Given the results, CSL said it had come to a decision with the Australian government to stop Phase 2 and Phase 3 trials of the vaccine.

“This outcome highlights the risk of failure associated with early vaccine development, and the rigorous assessment involved in making decisions as to what discoveries advance,” said Andrew Nash, CSL’s chief scientific officer.

The government had made a final decision “that the University of Queensland vaccine will not be able to proceed based on the scientific advice, and that will no longer feature as part of Australia’s vaccine plan,” Prime Minister Scott Morrison told reporters on Friday.

CSL will instead produce an extra 20 million doses of a vaccine developed by Britain’s AstraZeneca Plc, on top of the 30 million it is already producing, while the government has also secured more doses of Novavax vaccines, with whom it already has supply contracts.

Australia also has an agreement with Pfizer for 10 million dozes of its COVID-19 vaccine, with the country’s regulator expected to approve it by January 2021.

All up, Australia has secured 140 million vaccine units to inoculate its 25 million people, one of the highest ratios of vaccine purchases to population in the world, officials said.

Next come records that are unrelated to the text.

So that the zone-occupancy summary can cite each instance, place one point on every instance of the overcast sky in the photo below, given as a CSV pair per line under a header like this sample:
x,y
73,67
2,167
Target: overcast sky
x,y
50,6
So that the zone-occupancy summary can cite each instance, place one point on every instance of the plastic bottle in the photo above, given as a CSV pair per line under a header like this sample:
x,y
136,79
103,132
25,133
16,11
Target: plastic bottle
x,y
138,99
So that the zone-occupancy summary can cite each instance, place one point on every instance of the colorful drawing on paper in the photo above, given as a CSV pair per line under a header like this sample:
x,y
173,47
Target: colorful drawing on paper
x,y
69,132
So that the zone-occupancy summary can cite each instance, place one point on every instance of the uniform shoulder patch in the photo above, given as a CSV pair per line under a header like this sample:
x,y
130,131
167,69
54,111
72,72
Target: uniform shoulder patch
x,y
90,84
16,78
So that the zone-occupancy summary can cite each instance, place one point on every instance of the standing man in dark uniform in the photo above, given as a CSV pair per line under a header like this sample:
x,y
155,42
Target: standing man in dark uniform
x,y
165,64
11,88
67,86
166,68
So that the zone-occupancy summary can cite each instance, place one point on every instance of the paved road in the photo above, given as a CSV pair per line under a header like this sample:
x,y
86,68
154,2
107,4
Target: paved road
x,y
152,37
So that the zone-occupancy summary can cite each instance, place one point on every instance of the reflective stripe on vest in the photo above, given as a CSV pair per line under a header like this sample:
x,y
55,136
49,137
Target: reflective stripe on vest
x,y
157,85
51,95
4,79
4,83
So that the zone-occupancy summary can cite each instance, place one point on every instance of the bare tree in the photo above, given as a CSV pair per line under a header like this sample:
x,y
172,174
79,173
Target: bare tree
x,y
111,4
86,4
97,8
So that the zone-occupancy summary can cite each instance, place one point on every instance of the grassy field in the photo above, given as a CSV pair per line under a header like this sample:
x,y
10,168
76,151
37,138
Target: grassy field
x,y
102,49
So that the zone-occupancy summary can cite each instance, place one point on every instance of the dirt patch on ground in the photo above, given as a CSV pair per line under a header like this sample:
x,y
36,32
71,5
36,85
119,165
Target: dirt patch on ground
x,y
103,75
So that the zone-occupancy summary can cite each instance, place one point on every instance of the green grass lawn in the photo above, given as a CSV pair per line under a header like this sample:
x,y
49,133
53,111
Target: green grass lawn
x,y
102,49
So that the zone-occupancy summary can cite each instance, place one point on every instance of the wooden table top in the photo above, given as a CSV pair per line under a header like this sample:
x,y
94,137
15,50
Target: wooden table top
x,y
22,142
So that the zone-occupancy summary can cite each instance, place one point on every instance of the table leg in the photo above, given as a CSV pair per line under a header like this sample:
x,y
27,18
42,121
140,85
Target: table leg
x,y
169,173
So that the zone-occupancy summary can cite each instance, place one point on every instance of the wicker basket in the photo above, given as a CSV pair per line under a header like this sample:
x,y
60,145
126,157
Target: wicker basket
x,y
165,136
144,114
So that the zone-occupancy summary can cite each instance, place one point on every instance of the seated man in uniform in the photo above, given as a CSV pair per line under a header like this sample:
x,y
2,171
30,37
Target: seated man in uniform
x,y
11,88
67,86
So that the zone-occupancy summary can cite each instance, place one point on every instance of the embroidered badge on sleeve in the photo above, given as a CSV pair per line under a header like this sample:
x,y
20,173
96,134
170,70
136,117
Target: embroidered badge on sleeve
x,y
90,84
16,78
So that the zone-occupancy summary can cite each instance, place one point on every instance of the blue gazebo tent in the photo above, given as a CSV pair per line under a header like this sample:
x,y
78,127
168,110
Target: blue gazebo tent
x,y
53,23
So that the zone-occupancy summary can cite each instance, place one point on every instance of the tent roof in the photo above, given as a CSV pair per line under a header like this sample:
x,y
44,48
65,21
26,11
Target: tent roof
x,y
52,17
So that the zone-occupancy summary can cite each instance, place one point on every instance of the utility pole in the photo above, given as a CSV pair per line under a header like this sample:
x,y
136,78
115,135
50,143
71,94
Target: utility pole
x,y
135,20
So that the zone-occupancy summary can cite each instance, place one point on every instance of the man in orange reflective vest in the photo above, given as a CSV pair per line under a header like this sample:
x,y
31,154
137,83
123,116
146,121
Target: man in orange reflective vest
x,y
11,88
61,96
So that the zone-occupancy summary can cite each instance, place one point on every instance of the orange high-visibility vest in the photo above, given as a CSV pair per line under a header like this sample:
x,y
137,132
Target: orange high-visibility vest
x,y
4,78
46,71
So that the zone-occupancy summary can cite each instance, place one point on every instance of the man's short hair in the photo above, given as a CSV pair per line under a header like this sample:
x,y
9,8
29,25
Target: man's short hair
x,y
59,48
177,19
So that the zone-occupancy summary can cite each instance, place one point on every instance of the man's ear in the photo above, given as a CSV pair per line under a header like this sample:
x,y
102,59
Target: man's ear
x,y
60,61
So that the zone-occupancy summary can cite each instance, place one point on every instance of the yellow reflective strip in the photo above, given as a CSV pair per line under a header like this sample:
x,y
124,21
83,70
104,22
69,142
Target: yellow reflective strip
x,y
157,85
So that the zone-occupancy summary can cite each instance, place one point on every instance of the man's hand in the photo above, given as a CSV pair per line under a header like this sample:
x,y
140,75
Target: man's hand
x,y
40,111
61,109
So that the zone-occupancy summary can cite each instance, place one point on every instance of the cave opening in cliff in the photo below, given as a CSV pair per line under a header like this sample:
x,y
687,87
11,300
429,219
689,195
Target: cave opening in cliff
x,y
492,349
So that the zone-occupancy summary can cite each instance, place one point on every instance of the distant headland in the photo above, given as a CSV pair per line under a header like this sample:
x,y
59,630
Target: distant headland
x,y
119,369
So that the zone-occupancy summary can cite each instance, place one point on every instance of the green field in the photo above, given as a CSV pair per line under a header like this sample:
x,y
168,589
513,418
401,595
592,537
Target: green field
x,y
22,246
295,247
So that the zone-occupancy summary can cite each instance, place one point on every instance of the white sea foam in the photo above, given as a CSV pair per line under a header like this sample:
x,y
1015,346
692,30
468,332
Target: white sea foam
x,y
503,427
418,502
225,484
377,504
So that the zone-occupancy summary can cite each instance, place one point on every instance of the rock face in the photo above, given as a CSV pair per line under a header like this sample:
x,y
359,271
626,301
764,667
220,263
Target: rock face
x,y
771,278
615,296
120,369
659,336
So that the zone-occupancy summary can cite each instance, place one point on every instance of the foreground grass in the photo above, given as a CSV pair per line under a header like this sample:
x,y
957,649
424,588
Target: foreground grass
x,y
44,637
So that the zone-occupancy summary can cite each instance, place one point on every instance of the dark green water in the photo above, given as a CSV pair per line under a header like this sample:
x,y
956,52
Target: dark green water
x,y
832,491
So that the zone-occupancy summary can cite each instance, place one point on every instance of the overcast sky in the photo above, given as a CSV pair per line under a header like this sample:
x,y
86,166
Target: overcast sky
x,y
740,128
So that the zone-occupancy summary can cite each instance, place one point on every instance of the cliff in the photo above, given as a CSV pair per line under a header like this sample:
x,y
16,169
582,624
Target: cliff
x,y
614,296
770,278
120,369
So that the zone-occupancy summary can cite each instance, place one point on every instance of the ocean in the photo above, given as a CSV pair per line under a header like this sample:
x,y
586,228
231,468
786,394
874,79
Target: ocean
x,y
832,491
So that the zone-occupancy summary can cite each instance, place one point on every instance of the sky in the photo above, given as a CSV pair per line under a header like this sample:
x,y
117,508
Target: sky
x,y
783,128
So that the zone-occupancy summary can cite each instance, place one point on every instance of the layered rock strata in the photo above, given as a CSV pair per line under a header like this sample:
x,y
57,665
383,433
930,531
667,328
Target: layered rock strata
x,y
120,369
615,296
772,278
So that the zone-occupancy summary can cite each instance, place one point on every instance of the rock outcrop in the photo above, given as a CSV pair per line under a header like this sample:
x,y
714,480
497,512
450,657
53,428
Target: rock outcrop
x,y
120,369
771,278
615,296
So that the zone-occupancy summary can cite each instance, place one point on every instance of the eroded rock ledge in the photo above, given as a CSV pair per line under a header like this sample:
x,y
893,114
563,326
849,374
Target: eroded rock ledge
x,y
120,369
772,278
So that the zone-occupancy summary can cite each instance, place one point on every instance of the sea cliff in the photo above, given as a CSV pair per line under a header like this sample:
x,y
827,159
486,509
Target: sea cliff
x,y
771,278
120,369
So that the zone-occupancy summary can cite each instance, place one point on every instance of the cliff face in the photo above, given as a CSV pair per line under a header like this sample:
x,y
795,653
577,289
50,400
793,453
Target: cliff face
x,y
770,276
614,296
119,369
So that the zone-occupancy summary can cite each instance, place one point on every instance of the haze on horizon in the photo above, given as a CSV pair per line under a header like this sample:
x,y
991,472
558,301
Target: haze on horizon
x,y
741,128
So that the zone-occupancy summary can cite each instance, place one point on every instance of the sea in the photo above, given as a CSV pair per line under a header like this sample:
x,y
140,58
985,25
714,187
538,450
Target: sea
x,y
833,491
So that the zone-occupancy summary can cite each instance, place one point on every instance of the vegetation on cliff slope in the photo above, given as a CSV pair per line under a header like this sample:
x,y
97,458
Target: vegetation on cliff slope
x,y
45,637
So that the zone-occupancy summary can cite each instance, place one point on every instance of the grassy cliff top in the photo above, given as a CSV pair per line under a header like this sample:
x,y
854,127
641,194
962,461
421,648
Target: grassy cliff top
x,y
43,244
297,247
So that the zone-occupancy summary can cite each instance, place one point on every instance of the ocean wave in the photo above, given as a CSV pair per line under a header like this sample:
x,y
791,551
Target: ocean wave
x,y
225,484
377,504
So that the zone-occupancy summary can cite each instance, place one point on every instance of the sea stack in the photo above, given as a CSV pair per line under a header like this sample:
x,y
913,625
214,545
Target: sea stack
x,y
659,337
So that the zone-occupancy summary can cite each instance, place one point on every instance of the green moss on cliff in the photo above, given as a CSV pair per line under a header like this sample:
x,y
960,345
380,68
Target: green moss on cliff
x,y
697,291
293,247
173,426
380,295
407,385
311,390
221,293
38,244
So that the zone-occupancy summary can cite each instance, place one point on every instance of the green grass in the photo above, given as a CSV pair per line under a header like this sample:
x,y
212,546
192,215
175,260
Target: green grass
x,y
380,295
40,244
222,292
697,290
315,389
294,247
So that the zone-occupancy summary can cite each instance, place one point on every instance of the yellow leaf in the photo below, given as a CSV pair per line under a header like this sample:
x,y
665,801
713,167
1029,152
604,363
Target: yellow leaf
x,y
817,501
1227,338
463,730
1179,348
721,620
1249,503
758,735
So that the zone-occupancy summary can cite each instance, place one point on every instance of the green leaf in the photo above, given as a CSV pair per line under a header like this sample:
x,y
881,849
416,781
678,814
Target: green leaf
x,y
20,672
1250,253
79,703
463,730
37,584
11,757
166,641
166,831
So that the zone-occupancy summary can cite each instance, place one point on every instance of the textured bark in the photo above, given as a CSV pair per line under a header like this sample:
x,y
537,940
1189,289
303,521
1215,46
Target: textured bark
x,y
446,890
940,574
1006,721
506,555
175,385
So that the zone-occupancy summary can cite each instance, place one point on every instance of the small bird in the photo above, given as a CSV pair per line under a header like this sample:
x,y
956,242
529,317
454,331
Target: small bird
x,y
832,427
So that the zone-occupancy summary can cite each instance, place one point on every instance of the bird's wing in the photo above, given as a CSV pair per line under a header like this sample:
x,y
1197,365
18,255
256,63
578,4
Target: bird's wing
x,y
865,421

Morrison said the government had not expected all four of the vaccine candidates it had chosen to come into production.

“If that had occurred that would have been truly extraordinary,” he said. “So that’s why we spread our risk.”

Australia is on track to start vaccinations in March and expects to have its whole population inoculated by the end of the year.

Its tally of 28,000 COVID-19 infections is far fewer than many other developed countries, and until Thursday Australia had gone nearly three weeks without any local transmission of COVID-19.